By Andrew Gilbert (Correspondent), Posted: 05/06/2013 01:39:29 PM PDT
There's an elemental reason that the violin mostly disappeared from jazz with the rise of big bands in the mid-1930s. A bow drawn over strings is simply no match for the sonic heft and power of brass.
Among the numerous challenges faced by violinist Mads Tolling in his collaboration Saturday at the Theatre on San Pedro Square with the South Bay big band 19, the first is the daunting physics of sound projection.
"For starters, I've got to figure out how to make amplification work with the big band," says Tolling, 32, from his home in Albany. "I've got to make sure it has a big enough sound. The saxophone's tone is just much wider and bigger."
Something of a golden boy, the Danish-born Tolling catapulted into the big leagues about a decade ago after a couple of years at the Berklee College of Music. He was still an undergrad when violin star Jean-Luc Ponty recommended him for a high-profile gig with bassist Stanley Clarke. Before long, he relocated to the Bay Area to join the Turtle Island Quartet, eventually earning two Grammy Awards with the ensemble for their imaginative synthesis of post-bop jazz and European classical music.
If things seem to have come easily for Tolling -- he's also tall, athletic and conspicuously handsome -- jumping into a big band collaboration has been a lesson in humility. He's writing a program of original music to perform with 19, a project he funded with a successful Kickstarter campaign.

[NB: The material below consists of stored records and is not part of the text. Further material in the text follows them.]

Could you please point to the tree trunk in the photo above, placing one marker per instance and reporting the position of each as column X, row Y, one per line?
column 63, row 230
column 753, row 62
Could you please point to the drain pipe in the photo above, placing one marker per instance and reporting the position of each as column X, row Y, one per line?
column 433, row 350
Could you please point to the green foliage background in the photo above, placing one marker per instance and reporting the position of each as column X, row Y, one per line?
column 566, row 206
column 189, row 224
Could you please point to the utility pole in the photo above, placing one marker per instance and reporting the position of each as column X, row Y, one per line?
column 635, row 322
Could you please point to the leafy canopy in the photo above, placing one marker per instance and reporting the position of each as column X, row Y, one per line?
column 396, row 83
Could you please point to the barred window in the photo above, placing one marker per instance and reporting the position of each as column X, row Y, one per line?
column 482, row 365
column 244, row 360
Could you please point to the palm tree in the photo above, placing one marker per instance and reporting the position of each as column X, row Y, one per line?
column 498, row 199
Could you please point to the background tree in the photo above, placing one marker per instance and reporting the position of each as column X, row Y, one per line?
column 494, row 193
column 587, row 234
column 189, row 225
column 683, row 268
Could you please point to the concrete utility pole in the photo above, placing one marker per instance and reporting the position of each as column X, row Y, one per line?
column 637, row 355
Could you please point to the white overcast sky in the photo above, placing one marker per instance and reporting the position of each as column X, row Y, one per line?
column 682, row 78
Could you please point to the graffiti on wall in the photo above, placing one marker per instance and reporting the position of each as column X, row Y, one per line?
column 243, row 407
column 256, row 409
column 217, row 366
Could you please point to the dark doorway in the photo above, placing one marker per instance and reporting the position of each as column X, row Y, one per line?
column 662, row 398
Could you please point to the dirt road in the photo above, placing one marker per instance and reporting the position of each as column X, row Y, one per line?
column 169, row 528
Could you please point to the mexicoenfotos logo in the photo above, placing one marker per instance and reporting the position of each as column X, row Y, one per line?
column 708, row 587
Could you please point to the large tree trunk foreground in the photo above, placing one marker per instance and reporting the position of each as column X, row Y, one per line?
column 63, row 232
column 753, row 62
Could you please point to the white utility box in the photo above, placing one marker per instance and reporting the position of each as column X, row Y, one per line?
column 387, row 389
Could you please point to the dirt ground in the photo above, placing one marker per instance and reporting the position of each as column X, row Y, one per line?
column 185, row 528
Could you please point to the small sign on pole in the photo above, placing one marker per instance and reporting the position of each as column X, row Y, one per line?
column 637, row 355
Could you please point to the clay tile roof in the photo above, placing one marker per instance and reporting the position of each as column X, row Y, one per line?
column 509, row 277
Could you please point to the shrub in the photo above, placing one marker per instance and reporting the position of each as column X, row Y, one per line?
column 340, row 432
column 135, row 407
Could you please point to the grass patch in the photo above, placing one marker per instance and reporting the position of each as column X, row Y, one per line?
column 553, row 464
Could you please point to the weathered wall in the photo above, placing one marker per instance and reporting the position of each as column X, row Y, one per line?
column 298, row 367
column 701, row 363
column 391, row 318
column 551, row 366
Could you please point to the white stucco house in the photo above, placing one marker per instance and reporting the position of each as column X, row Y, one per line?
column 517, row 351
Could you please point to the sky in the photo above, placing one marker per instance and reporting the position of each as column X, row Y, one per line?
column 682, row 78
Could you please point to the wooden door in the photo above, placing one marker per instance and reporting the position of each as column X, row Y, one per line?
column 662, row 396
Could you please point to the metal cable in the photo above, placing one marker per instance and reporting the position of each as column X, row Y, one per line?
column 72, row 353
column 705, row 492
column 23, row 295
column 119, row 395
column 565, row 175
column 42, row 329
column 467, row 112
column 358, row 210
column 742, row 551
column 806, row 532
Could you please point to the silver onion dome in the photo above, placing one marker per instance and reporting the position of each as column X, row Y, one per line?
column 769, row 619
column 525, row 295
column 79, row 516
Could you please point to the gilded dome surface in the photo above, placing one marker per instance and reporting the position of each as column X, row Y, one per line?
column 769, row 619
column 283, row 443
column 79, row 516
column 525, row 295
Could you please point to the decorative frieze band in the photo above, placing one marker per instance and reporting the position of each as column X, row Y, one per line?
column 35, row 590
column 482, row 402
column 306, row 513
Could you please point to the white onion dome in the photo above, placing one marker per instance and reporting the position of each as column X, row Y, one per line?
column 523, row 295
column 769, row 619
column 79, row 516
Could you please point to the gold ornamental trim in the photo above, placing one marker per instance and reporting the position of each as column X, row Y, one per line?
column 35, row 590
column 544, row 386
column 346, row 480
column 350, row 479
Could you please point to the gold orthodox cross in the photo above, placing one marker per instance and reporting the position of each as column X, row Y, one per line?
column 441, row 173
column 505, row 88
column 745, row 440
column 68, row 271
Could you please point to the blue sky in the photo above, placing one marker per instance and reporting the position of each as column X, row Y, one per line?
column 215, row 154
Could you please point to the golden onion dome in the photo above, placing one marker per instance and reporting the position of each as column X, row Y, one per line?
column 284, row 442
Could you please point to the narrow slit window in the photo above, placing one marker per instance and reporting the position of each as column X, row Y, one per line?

While Tolling has composed a good deal of original music for his quartet, his primary creative outlet since departing from Turtle Island last year, arranging music for a jazz orchestra is a completely different kind of endeavor. Working closely with 19's director and guiding spirit, bassist Gus Kambeitz, has eased the process.
"We've talked a lot and studied some scores by Maria Schneider, Thad Jones and Duke Ellington," says Kambeitz, who's also West Valley College's director of jazz studies. "Musically, he's got it all together. He knew the ranges, but not the optimum ranges for the different sections. He gets the big picture, about the spacing of the voices and leaving room for each section, so it's not cluttered."
Tolling is just the latest jazz luminary to perform with 19, which features a steady cast of South Bay-raised players, including band directors for local schools, full-time performing musicians and guys who spend their days in high-tech valley jobs. Re-christened 19 in 2011 when it became an independent project (the name reflects the ensemble's size), the big band has existed in various forms for more than three decades, and was formerly known as the West Valley Jazz Orchestra and the San Jose Jazz Orchestra.